Wednesday, April 11, 2018

Climate change consensus 97%? Think again.

From ZME Science:

Source: ZME Science


The general trend in the media seems to suggest that there’s a 97% agreement between scientists regarding the validity of climate change. However, that might not be accurate. Recent studies indicate an even stronger agreement.

A century ago, people thought smoking was pretty healthy — some even thought it was good for your lungs. But year after year, the evidence started piling up: smoking wasn’t good for you, it was bad. It causes cancer, heart diseases, and a myriad of other conditions. Of course, the tobacco industry was one of the first to learn about this, but they denied it. They hid the truth, they carried aggressive advertising and lobby campaigns against scientific facts, promoting laws and regulations that worked to their advantage, at the detriment of the general population. Even after the scientific evidence came in, it took decades before public opinion followed — and even more before healthy policies were set in place (in many parts of the world, there still aren’t any proper anti-smoking policies).

Something similar is happening today, except instead of smoking, we have man-made climate change.

There are thousands and thousands of studies documenting climate change and its effects and among scientists, there’s essentially a consensus regarding climate change. While the details and the exact specifics of how it is happening are still very much an area of active research, there’s not much denying that it is happening and that we are causing it.

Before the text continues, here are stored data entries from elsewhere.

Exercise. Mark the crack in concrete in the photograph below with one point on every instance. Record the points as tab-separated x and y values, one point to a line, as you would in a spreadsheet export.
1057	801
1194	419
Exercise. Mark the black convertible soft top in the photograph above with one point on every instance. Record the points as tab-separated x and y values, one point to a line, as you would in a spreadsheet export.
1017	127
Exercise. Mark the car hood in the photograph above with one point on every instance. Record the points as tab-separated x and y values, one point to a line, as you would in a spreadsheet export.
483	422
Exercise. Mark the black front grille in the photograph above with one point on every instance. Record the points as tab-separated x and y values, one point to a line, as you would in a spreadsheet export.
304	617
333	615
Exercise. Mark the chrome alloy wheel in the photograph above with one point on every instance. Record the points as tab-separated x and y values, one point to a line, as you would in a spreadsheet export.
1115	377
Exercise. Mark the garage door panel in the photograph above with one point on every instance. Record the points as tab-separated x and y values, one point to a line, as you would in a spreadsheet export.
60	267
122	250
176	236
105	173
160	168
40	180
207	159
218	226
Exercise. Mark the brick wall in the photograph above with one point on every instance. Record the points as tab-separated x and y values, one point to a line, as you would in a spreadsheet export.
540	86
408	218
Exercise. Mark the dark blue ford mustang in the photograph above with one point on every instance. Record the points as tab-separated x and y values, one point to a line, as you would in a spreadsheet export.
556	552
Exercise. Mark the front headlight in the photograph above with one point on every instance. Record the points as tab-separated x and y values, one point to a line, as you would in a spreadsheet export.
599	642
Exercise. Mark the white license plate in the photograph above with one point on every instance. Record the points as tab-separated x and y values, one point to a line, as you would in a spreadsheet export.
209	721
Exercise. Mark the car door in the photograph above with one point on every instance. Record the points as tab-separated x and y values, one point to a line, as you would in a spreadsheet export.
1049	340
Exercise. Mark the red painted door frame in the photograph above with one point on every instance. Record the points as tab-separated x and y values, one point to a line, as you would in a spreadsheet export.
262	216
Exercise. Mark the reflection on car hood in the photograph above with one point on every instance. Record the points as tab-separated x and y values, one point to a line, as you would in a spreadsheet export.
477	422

To portray this, the media often uses the phrase “97% consensus” — likely originating from a 2014 study by Cook et al. entitled “Quantifying the consensus on anthropogenic global warming in the scientific literature“. In the study, Cook analyzed 11,944 peer-reviewed papers published between 1991-2011. Out of them, about a third (4,013) expressed a position on man-made climate change, and 3,894 (or 97%) supported the position that humans are causing climate change. The authors also found that more recent papers were increasingly attributing climate change to mankind, indicating an increasing acceptance level.